Tiger begins to find his feet again

By: samjack

When the leaders were walking down the first fairway vertical spikes of rain began to spear the course, but by then the real storm was moving onto the second nine. Tiger Woods had showered Troon with four birdies in his opening seven holes and was just one shot off the lead of the Open.
It was only when he hit his tee shot fat at the Postage Stamp that he had to take pause. He felt the earth move and with a good deal of it ending up in his eyes he temporarily lost focus. Four pars and a bogey followed as he fizzled out to a 68.
Woods has not been at his best this week, a fact reflected by the stillness of the galleries. The people have arrived at the course full of cheers and have left with most of them still in their lungs. When Woods was charging yesterday, he did so on soft feet. It was methodical rather than brilliant.
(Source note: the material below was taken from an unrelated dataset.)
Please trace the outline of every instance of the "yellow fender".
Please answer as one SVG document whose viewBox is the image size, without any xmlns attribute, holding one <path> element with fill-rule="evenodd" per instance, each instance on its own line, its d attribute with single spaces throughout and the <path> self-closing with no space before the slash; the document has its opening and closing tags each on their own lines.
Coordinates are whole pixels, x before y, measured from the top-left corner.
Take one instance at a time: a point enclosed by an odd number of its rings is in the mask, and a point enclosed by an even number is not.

But he looks to be on the edge of another power surge. Even before his third round he said, “I’ve got a great chance of winning this,” “I love my position” and “I’m playing very well.” And for the first time in months we nearly believed him. For a long time he has been on his ‘D’ game, but this week there have been signs that his ‘B’ game is returning.
It was no great surprise to see him open with two birdies, but even then his move up the board didn’t intimidate the opposition as it has in the past. Thomas Levet, the runner up to Ernie Els in 2002, went to the turn in 33 to take a two-shot lead over Todd Hamilton. Phil Mickelson, Retief Goosen and Els moved into position. Skip Kendall and Barry Lane weren’t looking over their shoulders.
It was all a bit of a struggle for Colin Montgomerie. But whereas in the past his shoulders would have slumped and his chins wobbled, there was a great deal of grit. Each time he made a bogey he came back soon after with a birdie. It was a fine effort and his par saves on the 12th and 14th received the cheer of an Open champion.
The bunker shot that Monty played on the 14th forced him tottering backwards out of the bunker until he was seated on the back bank. It wasn’t elegant but it was brilliant.
This has been one of the most wondrous Opens of recent years. Every day has shimmered with great deeds and tall stories. On the Thursday Kenneth Perry holed his second at the first, Gary Evans holed a five-iron for an albatross at the fourth, Els holed in one at the Postage Stamp and Ian Poulter found the flag by turning up in a pair of Union Jack trousers. David Duval didn’t turn up at all.
Just as the second day seemed to be settling down a bloke apparently named after a rubbish container and a mint cake took over the lead at the Open. Skip Kendall then told how he used to hit balls in a field whilst wearing his waiter’s bowtie and is a cheesehead. That is the nickname of the supporters of the Green Bay Packers and the story goes that a fan once survived a plane crash thanks to the foam cheesehead stuck on his bonce.
Not to be outdone another less-than-famous American called Todd Hamilton told of the night when the circus came to his home town of Oquwawka and an elephant chained to a tree was hit by lightning. The townsfolk said goodbye to Norma Jean (the name of the unfortunate elephant who they had never really known and who apparently had died in the nude) and buried her in the main square.
Just as we thought things couldn’t get any stranger Levet came into the press centre, although that’s another story. But his presence reminded us that no fewer than five of the top 14 players were coached or had been coached by mental guru Jos Vanstiphout, the most famous diminutive Belgian since Hercule Poirot waxed his last moustache.
Before yesterday’s round Vanstiphout said he would be like a kangaroo or a grasshopper as he bounced between Michael Campbell and Els, the two men he is honing at this year’s Open. He then gave his assessment of the five players.
Levet is “the clown of the circus, but in a positive way. He takes everything with a bit of salt and a bit of pepper.” Campbell can “lose interest, lose his love of the game and you’ve got to love the game or it will kick you between the legs”. Els “is not really the Big Easy. He’s harder than soft and needs to be in contention.” Goosen is “Mr Cool who used to have zero point zero self belief”. And Barry Lane is “like a yo-yo. It will be interesting if he can take the pressure, but I think he can.”
Lane was one of 12 Englishmen to make the cut, surely the country’s most impressive return at an Open for years. And despite dropping a shot early on he spent much of the afternoon fulfilling Vanstiphout’s confidence. Not since Paul Lawrie won the Open in ’99 has a European won a major championship. Levet, Lane, Monty and even Lee Westwood are not without their chances, but with four of the best six players in the world still hanging around, one of them will have to go out and win it.